Alvin Ailey American Dance Theater review The Festival Theatre Edinburgh Wednesday 18th October


Alvin Ailey American Dance Theater at The Festival Theatre sees not only one of the world’s great dance companies but also one of the world’s great cultural development companies coming to Edinburgh, and performances like the one tonight are not only great tributes to a diverse cultural heritage, but also to the work and the memory of their founder Alvin Ailey...a man who left this world far too early in life, but left behind something amazing. 

This show contains four works - “Exodus”, “Four Corners”, “After the Rain Pas de Deux” and “Revelations”.

“Exodus”, our first performance is a stunning piece of work by acclaimed hip-hop choreographer Rennie (Lorenzo) Harris.  With its setting to both poetry, gospel and house music, we explore change and in particular the change from earthly to spiritual existence...a change in obvious contrast both in dance, music and costumes.  “Exodus” is one of the most recent works from Alvin Ailey, but it is a work that simply needs to be performed, and in its own way just as classic a piece as their timeless “Revelations”.

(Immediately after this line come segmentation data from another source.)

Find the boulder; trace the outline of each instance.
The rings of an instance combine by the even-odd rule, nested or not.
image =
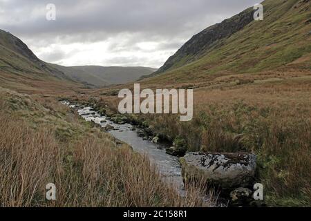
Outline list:
[[[167,154],[173,156],[181,157],[185,155],[186,149],[183,147],[171,146],[170,148],[167,148],[166,152]]]
[[[159,142],[159,137],[154,137],[153,138],[152,138],[151,142],[158,144],[158,142]]]
[[[248,186],[255,175],[254,154],[191,152],[180,161],[184,182],[204,179],[223,189]]]
[[[239,187],[230,193],[232,204],[244,204],[252,200],[252,191],[247,188]]]
[[[113,130],[115,128],[115,127],[113,126],[111,126],[110,124],[107,124],[106,125],[106,126],[104,127],[105,130],[109,131],[111,130]]]

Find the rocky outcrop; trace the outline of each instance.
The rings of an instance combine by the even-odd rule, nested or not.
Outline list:
[[[204,55],[204,52],[216,46],[217,43],[220,43],[221,39],[230,37],[254,21],[253,15],[254,10],[249,8],[194,35],[151,75],[162,73],[172,67],[178,68],[198,59]]]
[[[248,153],[188,153],[180,158],[184,182],[206,180],[223,189],[249,186],[256,170],[256,155]]]

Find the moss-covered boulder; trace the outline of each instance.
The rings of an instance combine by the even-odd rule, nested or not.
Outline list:
[[[180,158],[184,182],[206,180],[224,189],[252,184],[256,171],[256,155],[249,153],[201,153],[192,152]]]

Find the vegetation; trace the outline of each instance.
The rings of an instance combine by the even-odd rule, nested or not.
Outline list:
[[[53,99],[0,88],[0,206],[204,206],[202,190],[185,198],[147,156],[93,128]],[[17,126],[18,125],[18,126]],[[46,185],[57,200],[46,200]]]
[[[265,18],[140,87],[194,89],[194,117],[133,115],[156,135],[182,137],[188,151],[249,151],[270,206],[311,205],[311,30],[309,1],[263,3]],[[192,59],[192,60],[194,60]],[[131,89],[133,85],[122,86]],[[117,111],[118,99],[100,96]]]

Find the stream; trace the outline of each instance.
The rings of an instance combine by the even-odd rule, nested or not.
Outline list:
[[[106,116],[100,115],[90,106],[79,106],[67,101],[62,101],[62,104],[75,108],[78,114],[87,122],[93,122],[101,127],[111,125],[114,127],[108,133],[114,137],[130,145],[134,151],[147,155],[153,163],[163,180],[173,185],[182,194],[184,184],[181,174],[181,166],[178,157],[168,155],[165,149],[169,146],[165,144],[154,144],[150,140],[144,140],[138,135],[135,126],[129,124],[117,124],[107,119]]]

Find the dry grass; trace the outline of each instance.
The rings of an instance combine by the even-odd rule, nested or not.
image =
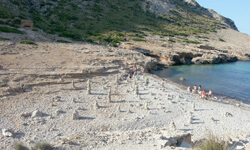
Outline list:
[[[18,143],[18,142],[14,142],[14,149],[15,150],[29,150],[28,147],[26,147],[23,144]]]
[[[226,141],[219,140],[217,137],[209,136],[208,139],[195,146],[198,150],[228,150]]]

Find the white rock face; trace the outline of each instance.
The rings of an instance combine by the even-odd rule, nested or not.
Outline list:
[[[10,129],[2,129],[2,134],[4,137],[13,137],[13,133]]]
[[[88,80],[87,82],[87,93],[91,94],[91,81],[90,80]]]
[[[79,113],[77,110],[73,113],[73,120],[78,120],[80,118]]]
[[[42,117],[42,116],[43,116],[43,113],[40,112],[39,110],[33,111],[33,112],[32,112],[32,115],[31,115],[32,118],[35,118],[35,117]]]

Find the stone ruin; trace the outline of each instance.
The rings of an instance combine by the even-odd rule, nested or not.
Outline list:
[[[21,28],[33,29],[34,28],[34,23],[31,20],[21,20]]]

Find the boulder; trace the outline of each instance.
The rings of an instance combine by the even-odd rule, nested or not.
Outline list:
[[[2,134],[4,137],[13,137],[13,131],[10,129],[2,129]]]
[[[33,112],[32,112],[32,115],[31,115],[32,118],[35,118],[35,117],[42,117],[42,116],[43,116],[43,113],[40,112],[39,110],[33,111]]]
[[[79,113],[77,110],[73,113],[73,120],[78,120],[80,118]]]
[[[202,57],[195,57],[192,59],[192,63],[196,65],[201,65],[201,64],[208,64],[207,61],[205,61]]]

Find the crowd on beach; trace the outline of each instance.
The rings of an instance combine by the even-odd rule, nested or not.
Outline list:
[[[193,89],[190,86],[188,86],[187,91],[193,94],[199,94],[200,97],[205,100],[208,100],[208,99],[211,100],[212,95],[213,95],[213,92],[211,89],[206,93],[205,90],[201,88],[201,85],[199,85],[198,88],[196,85],[194,85]]]
[[[144,68],[141,67],[140,72],[139,72],[138,69],[137,69],[137,66],[135,64],[135,65],[133,65],[132,72],[129,73],[129,75],[128,75],[127,81],[129,82],[132,79],[133,76],[136,76],[138,74],[142,75],[143,73],[144,73]],[[165,83],[165,80],[162,79],[162,83],[161,83],[162,88],[165,87],[164,83]],[[148,86],[148,85],[149,85],[149,79],[146,78],[145,86]],[[193,94],[199,94],[200,98],[205,99],[205,100],[211,100],[212,95],[213,95],[213,92],[212,92],[211,89],[206,93],[205,90],[202,89],[201,85],[199,85],[198,87],[197,87],[197,85],[194,85],[193,88],[191,88],[191,86],[188,86],[187,91],[190,92],[190,93],[193,93]]]

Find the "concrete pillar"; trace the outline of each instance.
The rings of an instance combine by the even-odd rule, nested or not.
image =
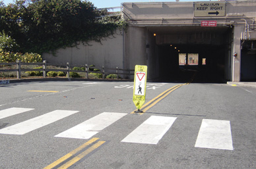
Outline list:
[[[242,26],[235,26],[234,28],[234,41],[232,46],[232,82],[240,82],[241,74],[241,33]],[[234,55],[236,53],[236,57]]]

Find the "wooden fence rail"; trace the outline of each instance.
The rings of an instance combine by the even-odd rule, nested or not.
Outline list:
[[[0,72],[16,72],[17,73],[17,78],[20,79],[21,78],[21,72],[28,72],[28,71],[42,71],[43,72],[43,77],[46,78],[47,76],[47,72],[50,71],[53,72],[66,72],[67,74],[67,78],[69,78],[70,77],[70,72],[84,72],[85,73],[85,78],[89,78],[89,74],[90,72],[93,73],[97,73],[97,74],[102,74],[102,78],[106,78],[106,75],[108,74],[116,74],[117,76],[117,78],[119,77],[120,75],[123,75],[124,78],[128,78],[131,79],[131,76],[134,74],[134,70],[129,70],[129,69],[121,69],[118,67],[116,67],[115,68],[105,68],[104,66],[102,66],[101,68],[97,68],[94,66],[88,66],[87,64],[85,64],[84,65],[70,65],[69,62],[67,62],[66,65],[59,65],[56,64],[46,64],[46,60],[44,60],[43,62],[34,62],[34,63],[28,63],[28,62],[21,62],[20,60],[16,60],[16,62],[8,62],[8,63],[0,63],[1,65],[16,65],[16,68],[11,68],[11,69],[3,69],[0,68]],[[42,68],[22,68],[22,65],[38,65],[42,66]],[[61,68],[57,68],[57,69],[52,69],[52,68],[47,68],[48,66],[59,66],[59,67],[65,67]],[[74,67],[78,67],[78,68],[85,68],[84,70],[73,70],[73,68]],[[1,66],[0,66],[1,68]],[[97,69],[100,71],[98,72],[94,72],[93,69]]]

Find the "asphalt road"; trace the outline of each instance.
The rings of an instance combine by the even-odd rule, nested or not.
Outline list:
[[[185,84],[147,83],[146,103],[179,84]],[[10,115],[9,109],[33,109],[0,118],[0,168],[57,168],[65,163],[70,163],[70,168],[256,168],[255,87],[191,83],[172,91],[138,114],[131,113],[136,109],[133,86],[133,82],[106,82],[0,85],[0,117],[1,113]],[[57,120],[54,116],[44,116],[53,111],[57,114],[56,110],[65,110],[58,117],[71,114]],[[113,121],[96,118],[103,114]],[[22,133],[22,128],[29,126],[28,120],[38,120],[33,126],[46,122],[40,121],[44,118],[53,122]],[[173,123],[167,122],[171,126],[158,132],[157,126],[162,124],[155,121],[158,118],[162,123],[166,119]],[[146,121],[149,118],[153,122]],[[212,130],[220,126],[214,132],[216,138],[203,137],[212,133],[203,132],[210,124],[205,123],[206,120],[216,120],[210,121],[218,124]],[[93,135],[90,138],[56,137],[84,122],[90,126],[87,132]],[[222,122],[227,122],[228,130],[222,130]],[[94,124],[106,126],[95,129]],[[20,126],[8,133],[16,124]],[[162,136],[153,137],[156,144],[123,141],[142,124],[138,137],[162,132]],[[231,142],[226,132],[230,132]],[[216,147],[201,147],[199,133],[207,144],[216,139]],[[63,157],[67,158],[61,160]],[[55,162],[57,165],[49,166]]]

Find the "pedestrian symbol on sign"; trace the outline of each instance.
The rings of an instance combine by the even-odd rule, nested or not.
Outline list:
[[[138,111],[145,102],[147,66],[136,65],[134,76],[133,103]]]
[[[139,91],[138,91],[138,94],[141,92],[141,94],[142,94],[143,93],[141,92],[141,89],[143,89],[143,88],[141,88],[141,84],[139,84]]]

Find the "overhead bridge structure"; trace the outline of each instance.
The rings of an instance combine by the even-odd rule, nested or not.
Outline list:
[[[124,3],[125,57],[148,65],[152,79],[196,64],[227,81],[255,81],[255,1]]]
[[[43,57],[106,68],[147,65],[149,80],[174,80],[192,70],[203,79],[256,81],[255,9],[252,0],[125,2],[127,30]]]

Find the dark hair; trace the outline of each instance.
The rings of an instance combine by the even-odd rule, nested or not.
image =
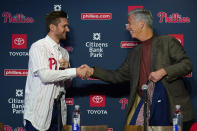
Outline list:
[[[52,11],[49,14],[46,15],[45,21],[46,21],[46,29],[47,33],[50,31],[50,24],[58,25],[60,22],[59,18],[68,18],[68,15],[64,11]]]

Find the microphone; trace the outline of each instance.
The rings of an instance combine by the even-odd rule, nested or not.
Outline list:
[[[61,97],[66,93],[66,91],[64,90],[64,88],[60,88],[59,90],[59,95],[57,96],[57,100],[60,100]]]
[[[148,103],[148,85],[143,84],[142,85],[142,92],[143,92],[143,97],[144,97],[144,131],[147,131],[147,103]]]

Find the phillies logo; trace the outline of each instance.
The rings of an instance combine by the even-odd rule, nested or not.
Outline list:
[[[141,6],[141,5],[139,5],[139,6],[128,6],[128,12],[132,11],[134,9],[137,9],[137,8],[144,9],[144,6]]]
[[[120,99],[119,102],[122,104],[121,109],[124,110],[125,109],[125,105],[128,104],[127,98],[122,98],[122,99]]]
[[[182,17],[179,13],[172,13],[168,16],[166,12],[159,12],[157,16],[160,18],[159,23],[190,23],[189,17]]]
[[[72,46],[66,46],[66,47],[64,47],[64,49],[66,49],[68,52],[72,52],[73,51],[73,47]]]
[[[168,35],[174,36],[181,43],[181,45],[184,46],[183,34],[168,34]]]
[[[55,66],[55,70],[57,70],[57,61],[55,58],[49,58],[49,67],[52,70],[53,66]]]
[[[32,17],[25,17],[23,14],[12,16],[10,12],[3,12],[2,17],[4,17],[4,23],[34,23]]]
[[[108,128],[108,131],[113,131],[113,128]]]
[[[82,20],[111,20],[112,13],[81,13]]]
[[[27,34],[12,34],[12,49],[26,49]]]
[[[105,96],[90,95],[90,107],[105,107]]]
[[[65,101],[66,101],[66,105],[73,105],[73,98],[66,98],[65,99]]]

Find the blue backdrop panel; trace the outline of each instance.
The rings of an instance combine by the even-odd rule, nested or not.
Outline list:
[[[46,36],[45,15],[60,7],[69,15],[70,33],[61,44],[69,51],[71,66],[88,64],[106,69],[116,69],[132,50],[121,48],[121,42],[136,42],[125,29],[128,7],[151,10],[155,32],[180,36],[191,58],[193,72],[185,83],[197,112],[196,4],[194,0],[1,0],[0,123],[8,131],[23,129],[28,51],[33,42]],[[178,21],[170,21],[174,14]],[[90,20],[91,15],[97,18]],[[107,124],[109,131],[122,131],[128,93],[128,83],[110,85],[95,79],[74,79],[67,89],[68,124],[74,105],[79,104],[82,125]]]

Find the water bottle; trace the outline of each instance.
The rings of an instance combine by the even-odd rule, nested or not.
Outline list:
[[[183,115],[181,112],[181,106],[176,105],[175,106],[175,111],[173,114],[173,131],[181,131],[182,130],[182,125],[183,125]]]
[[[72,116],[72,131],[80,131],[80,110],[79,105],[75,105]]]

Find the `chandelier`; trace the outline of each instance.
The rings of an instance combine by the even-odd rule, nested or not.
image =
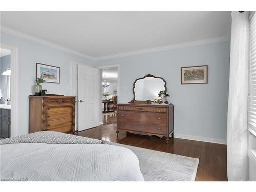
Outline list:
[[[106,75],[104,75],[104,76],[105,79],[106,78]],[[104,80],[104,82],[102,82],[102,86],[104,88],[105,88],[107,87],[109,87],[109,85],[110,85],[110,82],[106,82],[106,80],[105,79]]]

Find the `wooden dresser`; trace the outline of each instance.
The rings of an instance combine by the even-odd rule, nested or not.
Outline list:
[[[29,96],[29,133],[75,132],[75,97]]]
[[[117,104],[117,134],[119,131],[145,135],[174,136],[174,105],[171,103]]]

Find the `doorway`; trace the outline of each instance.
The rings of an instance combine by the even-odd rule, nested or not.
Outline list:
[[[18,133],[18,49],[0,44],[0,111],[2,138]]]
[[[102,74],[100,88],[100,92],[102,93],[102,99],[100,101],[102,123],[115,124],[116,122],[117,104],[119,96],[119,66],[102,66],[98,68],[100,69],[100,73]]]
[[[99,125],[99,69],[70,62],[70,95],[76,97],[76,131]]]

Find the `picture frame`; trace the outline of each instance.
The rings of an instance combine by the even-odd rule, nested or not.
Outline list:
[[[46,80],[46,82],[60,83],[60,67],[38,62],[36,65],[36,80],[37,78],[42,78]]]
[[[208,66],[181,68],[181,84],[208,83]]]

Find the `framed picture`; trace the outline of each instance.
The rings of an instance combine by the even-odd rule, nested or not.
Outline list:
[[[182,67],[181,71],[181,84],[208,83],[208,66]]]
[[[44,78],[47,82],[59,83],[60,68],[36,63],[36,80]]]

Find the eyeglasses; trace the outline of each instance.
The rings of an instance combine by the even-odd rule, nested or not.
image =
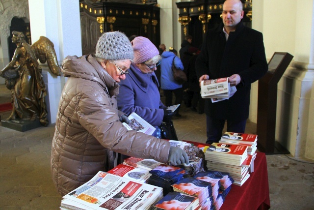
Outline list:
[[[158,61],[157,63],[156,63],[156,64],[153,65],[148,65],[145,63],[144,63],[144,64],[146,65],[147,67],[150,68],[150,69],[154,70],[154,68],[155,68],[156,67],[157,67],[157,66],[158,66],[160,64],[160,61]]]
[[[120,75],[123,75],[124,74],[129,74],[129,69],[127,69],[126,71],[123,71],[122,69],[118,65],[116,64],[115,62],[112,62],[112,63],[116,66],[119,71],[120,71]]]

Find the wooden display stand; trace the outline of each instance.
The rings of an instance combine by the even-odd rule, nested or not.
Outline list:
[[[288,53],[274,53],[268,71],[259,80],[257,130],[258,149],[266,154],[290,153],[275,139],[277,84],[293,56]]]

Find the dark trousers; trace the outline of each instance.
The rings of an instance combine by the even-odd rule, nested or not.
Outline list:
[[[182,102],[182,94],[183,90],[182,88],[178,88],[175,90],[164,90],[163,94],[165,95],[165,106],[170,106],[172,105],[172,92],[175,94],[176,96],[176,100],[175,101],[175,104],[181,104]],[[179,110],[180,107],[178,108],[178,114],[179,114]]]
[[[206,144],[219,142],[222,135],[222,130],[226,120],[216,119],[206,115],[207,126],[207,141]],[[246,120],[241,121],[227,120],[227,131],[244,133],[245,130]]]
[[[192,106],[197,108],[199,114],[203,114],[204,113],[205,105],[205,100],[201,96],[200,92],[194,92],[192,98]]]

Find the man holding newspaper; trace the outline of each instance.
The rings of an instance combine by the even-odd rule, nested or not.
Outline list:
[[[218,142],[226,120],[228,131],[244,133],[251,84],[268,69],[262,34],[243,25],[242,6],[240,0],[225,1],[223,23],[207,32],[196,60],[200,85],[209,79],[228,78],[230,90],[236,88],[233,95],[226,97],[228,100],[205,99],[208,144]]]

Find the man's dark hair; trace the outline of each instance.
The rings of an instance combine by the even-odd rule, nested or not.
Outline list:
[[[185,36],[184,37],[184,39],[187,41],[187,40],[188,39],[192,39],[192,38],[193,37],[192,37],[191,35],[188,34],[188,35],[185,35]]]

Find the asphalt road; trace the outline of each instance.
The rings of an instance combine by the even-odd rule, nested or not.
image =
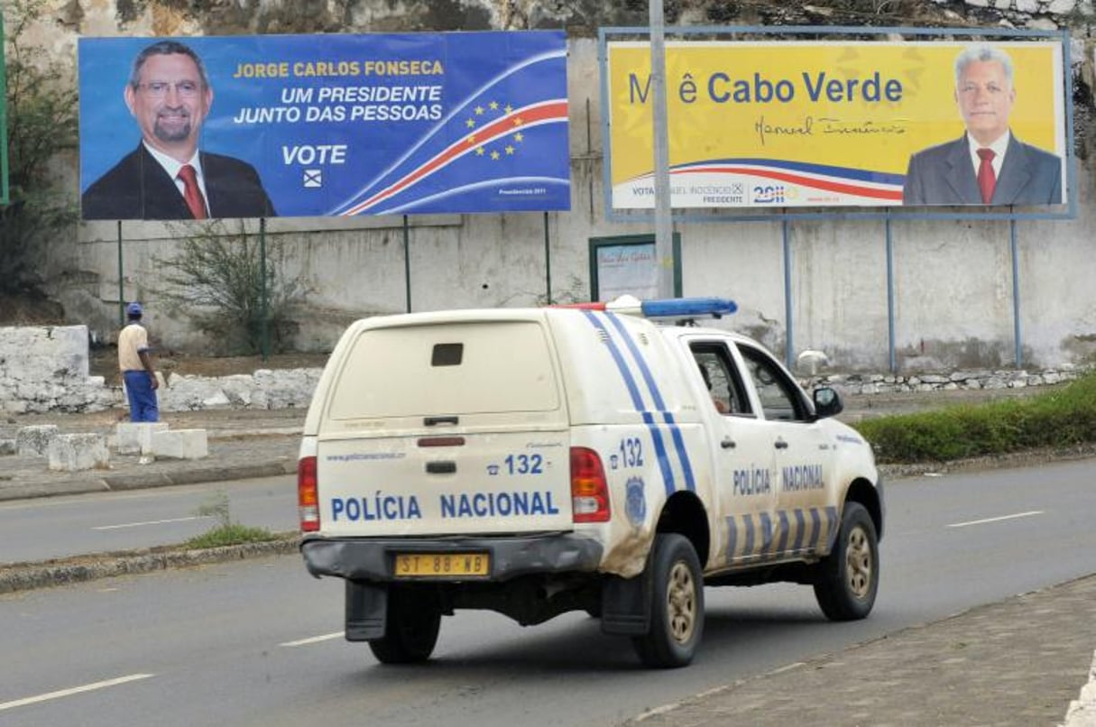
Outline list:
[[[581,614],[523,628],[481,612],[443,621],[431,663],[381,667],[341,638],[341,583],[296,556],[16,593],[0,598],[0,725],[614,724],[1092,572],[1094,464],[889,482],[870,618],[827,623],[806,587],[708,589],[701,651],[674,671]]]
[[[298,527],[294,475],[10,500],[0,502],[0,565],[182,543],[216,524],[197,510],[219,492],[232,521],[276,533]]]

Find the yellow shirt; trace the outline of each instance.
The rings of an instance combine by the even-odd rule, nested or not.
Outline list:
[[[148,351],[148,331],[140,323],[129,323],[118,333],[118,370],[145,371],[140,351]]]

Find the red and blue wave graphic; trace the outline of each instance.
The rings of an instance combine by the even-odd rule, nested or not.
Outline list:
[[[567,54],[518,59],[330,214],[569,209]]]

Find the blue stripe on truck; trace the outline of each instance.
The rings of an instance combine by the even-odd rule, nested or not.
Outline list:
[[[625,362],[624,356],[620,355],[620,350],[617,344],[613,341],[613,336],[609,334],[605,325],[594,313],[590,310],[582,311],[586,319],[596,328],[597,330],[605,333],[606,342],[609,347],[609,354],[613,356],[613,361],[616,362],[617,368],[620,372],[620,376],[624,378],[625,386],[628,388],[628,395],[631,397],[631,404],[636,407],[636,411],[640,412],[643,417],[643,422],[647,428],[651,431],[651,439],[654,442],[654,456],[659,461],[659,468],[662,470],[662,481],[666,488],[666,496],[671,496],[677,489],[674,484],[674,469],[670,466],[670,459],[666,457],[666,446],[662,441],[662,432],[659,431],[659,425],[654,422],[651,413],[647,411],[647,407],[643,406],[643,397],[639,394],[639,387],[636,386],[636,379],[628,371],[628,364]]]
[[[685,476],[685,489],[690,492],[696,491],[696,480],[693,477],[693,464],[688,458],[688,448],[685,446],[685,440],[682,438],[681,428],[678,428],[677,423],[674,421],[673,413],[666,410],[666,405],[662,400],[662,393],[659,391],[659,385],[654,380],[654,376],[651,375],[651,367],[647,365],[647,360],[636,347],[636,342],[631,340],[630,336],[628,336],[628,330],[625,328],[624,323],[620,322],[620,317],[613,314],[605,314],[605,317],[609,319],[613,327],[620,333],[620,338],[624,339],[625,345],[627,345],[628,351],[631,352],[631,357],[635,359],[636,364],[639,366],[639,372],[643,375],[647,388],[651,393],[651,399],[654,401],[654,408],[662,414],[663,421],[670,425],[670,436],[674,440],[674,448],[677,451],[677,457],[682,463],[682,474]]]

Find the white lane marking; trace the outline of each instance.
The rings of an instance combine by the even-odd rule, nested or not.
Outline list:
[[[142,525],[164,525],[167,523],[184,523],[190,520],[206,520],[209,515],[193,515],[191,518],[172,518],[170,520],[146,520],[140,523],[122,523],[121,525],[99,525],[92,530],[121,530],[123,527],[140,527]]]
[[[985,523],[998,523],[1002,520],[1016,520],[1017,518],[1030,518],[1041,515],[1042,510],[1031,510],[1029,512],[1017,512],[1013,515],[1001,515],[1000,518],[986,518],[985,520],[969,520],[964,523],[951,523],[948,527],[966,527],[967,525],[984,525]]]
[[[278,644],[278,646],[308,646],[309,644],[330,641],[333,638],[342,638],[343,633],[344,632],[335,632],[334,634],[324,634],[323,636],[312,636],[311,638],[302,638],[298,641],[286,641],[285,644]]]
[[[0,712],[3,712],[4,709],[13,709],[14,707],[25,707],[28,704],[37,704],[38,702],[59,700],[64,696],[72,696],[73,694],[80,694],[81,692],[92,692],[96,689],[106,689],[107,686],[118,686],[119,684],[125,684],[127,682],[135,682],[141,679],[148,679],[149,677],[156,677],[156,674],[129,674],[128,677],[107,679],[106,681],[95,682],[94,684],[84,684],[83,686],[73,686],[71,689],[62,689],[56,692],[38,694],[37,696],[28,696],[22,700],[15,700],[14,702],[2,702],[0,703]]]

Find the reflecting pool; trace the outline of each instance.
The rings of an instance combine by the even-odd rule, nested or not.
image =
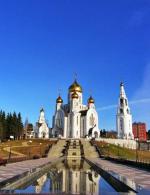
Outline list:
[[[13,193],[115,194],[115,190],[85,161],[70,159],[52,165],[49,171]],[[105,194],[105,193],[104,193]],[[116,193],[117,194],[117,193]]]

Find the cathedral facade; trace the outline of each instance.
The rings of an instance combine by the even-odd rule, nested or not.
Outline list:
[[[62,138],[100,136],[94,99],[90,96],[87,105],[83,105],[82,87],[76,80],[68,89],[68,103],[63,104],[60,95],[56,100],[52,134]]]
[[[46,123],[44,109],[40,110],[40,117],[37,123],[37,137],[42,139],[49,138],[49,128]]]

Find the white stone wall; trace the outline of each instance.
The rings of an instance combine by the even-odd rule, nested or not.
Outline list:
[[[96,141],[104,141],[109,144],[119,145],[121,147],[136,149],[136,141],[135,140],[125,140],[125,139],[111,139],[111,138],[98,138]]]

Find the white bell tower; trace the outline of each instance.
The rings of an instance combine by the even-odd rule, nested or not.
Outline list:
[[[133,139],[132,115],[128,99],[124,90],[124,84],[120,84],[119,105],[117,110],[117,132],[120,139]]]

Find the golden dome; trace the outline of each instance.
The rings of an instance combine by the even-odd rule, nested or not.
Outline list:
[[[88,104],[94,104],[94,99],[92,98],[92,96],[89,97]]]
[[[63,103],[63,99],[60,97],[60,95],[58,96],[56,103]]]
[[[72,94],[72,96],[71,96],[72,98],[78,98],[79,96],[78,96],[78,94],[77,94],[77,92],[75,91],[75,92],[73,92],[73,94]]]
[[[74,83],[69,87],[69,92],[81,92],[82,93],[82,87],[75,80]]]

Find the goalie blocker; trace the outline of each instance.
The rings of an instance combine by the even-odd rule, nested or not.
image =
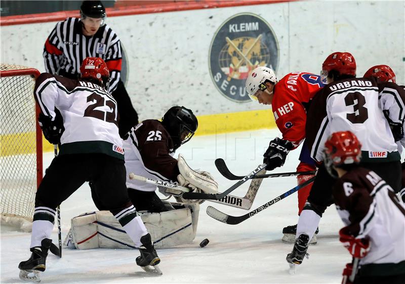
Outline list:
[[[191,243],[197,231],[199,205],[165,204],[172,210],[139,212],[155,248],[167,249]],[[72,218],[64,245],[80,250],[135,248],[119,223],[105,211],[86,213]]]

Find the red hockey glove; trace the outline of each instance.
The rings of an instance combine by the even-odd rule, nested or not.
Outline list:
[[[343,276],[342,279],[342,284],[353,284],[353,282],[349,280],[349,277],[350,277],[352,272],[353,264],[352,263],[346,263],[346,267],[343,269],[343,273],[342,273]]]
[[[353,257],[362,258],[367,255],[370,251],[370,243],[367,239],[356,239],[354,236],[349,234],[347,227],[342,228],[339,231],[339,241],[343,244]]]

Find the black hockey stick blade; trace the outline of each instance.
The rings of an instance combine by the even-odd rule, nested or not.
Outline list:
[[[222,193],[213,194],[206,194],[202,193],[184,193],[183,194],[183,198],[184,199],[205,199],[208,200],[218,200],[221,199],[225,196],[230,193],[236,188],[240,186],[242,183],[246,182],[247,180],[254,176],[258,172],[261,170],[262,170],[267,166],[266,164],[263,164],[258,166],[257,168],[255,169],[253,171],[249,173],[247,176],[243,177],[243,178],[240,179],[239,181],[233,184],[232,186],[225,191]]]
[[[228,168],[226,164],[223,159],[219,158],[215,160],[215,166],[218,171],[223,176],[231,180],[237,180],[244,178],[241,175],[235,175],[233,174]],[[280,177],[282,176],[294,176],[299,175],[311,175],[315,174],[315,171],[307,171],[305,172],[290,172],[278,173],[269,173],[266,174],[258,174],[252,177],[252,178],[265,178],[267,177]]]
[[[277,196],[274,199],[270,200],[265,204],[260,206],[260,207],[256,208],[253,211],[251,211],[248,213],[247,213],[245,215],[242,215],[242,216],[231,216],[230,215],[227,215],[225,214],[223,212],[221,212],[219,210],[217,209],[216,208],[214,208],[212,206],[208,206],[207,208],[207,214],[210,217],[212,217],[214,219],[218,220],[220,222],[222,222],[222,223],[225,223],[226,224],[229,224],[230,225],[236,225],[237,224],[239,224],[239,223],[241,223],[247,219],[249,219],[251,217],[256,215],[256,214],[258,213],[259,212],[264,210],[270,205],[272,205],[276,202],[279,201],[281,199],[284,199],[285,198],[287,197],[288,196],[291,195],[292,194],[295,193],[296,191],[298,191],[298,190],[300,188],[302,188],[302,187],[305,186],[306,185],[309,184],[309,183],[312,182],[313,180],[315,179],[315,177],[313,176],[305,181],[305,182],[303,182],[301,184],[299,184],[296,187],[294,187],[290,190],[289,191],[282,194],[282,195]]]

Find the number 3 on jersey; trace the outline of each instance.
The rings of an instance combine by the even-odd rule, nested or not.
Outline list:
[[[94,92],[87,97],[87,102],[93,103],[87,107],[85,110],[83,116],[94,117],[107,122],[114,123],[118,126],[117,114],[115,111],[116,104],[115,102],[109,100],[108,97],[105,98],[104,96]],[[96,109],[98,108],[104,110],[108,109],[109,110]]]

“Four Corners” by Ronald K Brown follows the spiritual nature of “Exodus” as 11 dancers depict spiritual seekers. Amidst them, holding the four winds at the four corners of the earth  are four angels.   Choreographed to a song “Lamentations” by his friend and recording artist Carl Hancock Rux, this is a perfect blend of music, dance and motion.  Halfway through this piece, the music and rhythms change to a lullaby by North African vocalist Yacoub.  This change indicates a shift in the very winds themselves.

“After the Rain Pas de Deux,” by Christopher Wheeldon takes us onto a very classical performance by Linda Celeste Sims and Glenn Allen Sims.  Set to “Spiegel Im Spiegel” by Estonian composer Arvo Pärt, this is simply a wonderful and graceful dance performance piece to watch that has its place alongside any of the great pas de deux of classical ballet and illustrates just how successfully Alvin Ailey Dance incorporates dance from many cultural roots.

“Revelations”, our last, but probably most identifiable performance from this company may be nearly 60 years old now (first performed in 1960), but it is certainly not showing its age at all. “Revelations” is performed in three sections "Pilgrim of Sorrow", "Take Me to the Water" and "Move, Members, Move" and is a perfect fusion of music and movement –and some great costumes here too.   “Revelations” is probably my favourite from this show, but a big part of that is due to the fact that I love the sounds of Gospel/Spiritual music, so this performance had my attention from the first few bars of music.

All through the performances there is almost the eyes of a cinema director at work as much as a dance choreographer’s, and that produces something very special visually.  Large veins of spirituality  and  hope also run through the dance and music performed on stage.

Alvin Ailey as a dance company was created to preserve modern dance and afro/American dance, and it continues to succeed in that remit today.  Along the way though, it has never closed its vision to only this horizon and continues to explore dance from all its various origins.

Alvin Ailey is not just a dance company though, it is a cultural project with community outreach and learning projects that have been established since its foundation (and before the concepts even became popular).  Dance and the arts have the power to change the lives and futures of the young people that their many projects engage with, and this continuing work is just as important to Alvin Ailey American Dance as anything that is performed on stage.  The company truly are great cultural ambassadors for their country.

Alvin Ailey American Dance Theater are constantly touring, and that schedule only allows them a short stop-over in Edinburgh this time, so try if you can to make it along to one of their performances while they are here.